Today I completed my 49th solar orbit. Now I’m starting out on the big FIVE-OH trip. Normally I want these orbits to seem like they last as long as possible. However, this year I am kind of looking forward to getting this one over with quickly. Why would I want a year of my life to go by quicker? I’m anxious to get out of my 40’s, that’s why.
When I was in my 20’s I was young but I didn’t know it. I was married with two kids and I thought I was all grown up.
Then I hit my 30’s, which usually freaks people out, but I was fine with it. In my 30’s I got to do things that I should have been doing in my 20’s if I hadn’t been to busy trying to grow up so fast. I also met the person I was really meant to be with for the rest of my life, my soulmate, Michele.
Then came the 40’s and all of a sudden I/we didn’t fit in anymore. We were too old to be considered young and too young to be considered old. It’s the purgatory of age groups. You don’t fit in anywhere.

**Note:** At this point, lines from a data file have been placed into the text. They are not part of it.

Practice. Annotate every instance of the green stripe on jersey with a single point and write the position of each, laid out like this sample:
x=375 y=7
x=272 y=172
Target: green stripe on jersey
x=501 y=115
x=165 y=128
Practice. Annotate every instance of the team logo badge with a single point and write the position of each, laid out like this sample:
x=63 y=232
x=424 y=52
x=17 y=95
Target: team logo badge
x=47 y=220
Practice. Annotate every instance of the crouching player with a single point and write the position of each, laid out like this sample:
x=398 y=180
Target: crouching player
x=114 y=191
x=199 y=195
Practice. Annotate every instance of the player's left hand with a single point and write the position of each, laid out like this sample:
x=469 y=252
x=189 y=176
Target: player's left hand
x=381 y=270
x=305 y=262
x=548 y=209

So I’m ready to be 50 and just call myself old. Saying I’m old is not a bad connotation. It doesn’t mean I am going to start eating dinner at 4, sit in a rocker on the porch (although we do have a pair) and yell at those kids to get off my lawn! Ha! What kids? They are all on their phones and the only way they would be on my lawn is if they wandered on to it by mistake while snap chatting. Hmmm, OK maybe I will do a little old man bitching, but my point is that I will still be going to work, will still be hiking up mountains, and still be living life. I can do all that and call my self old at the same time right?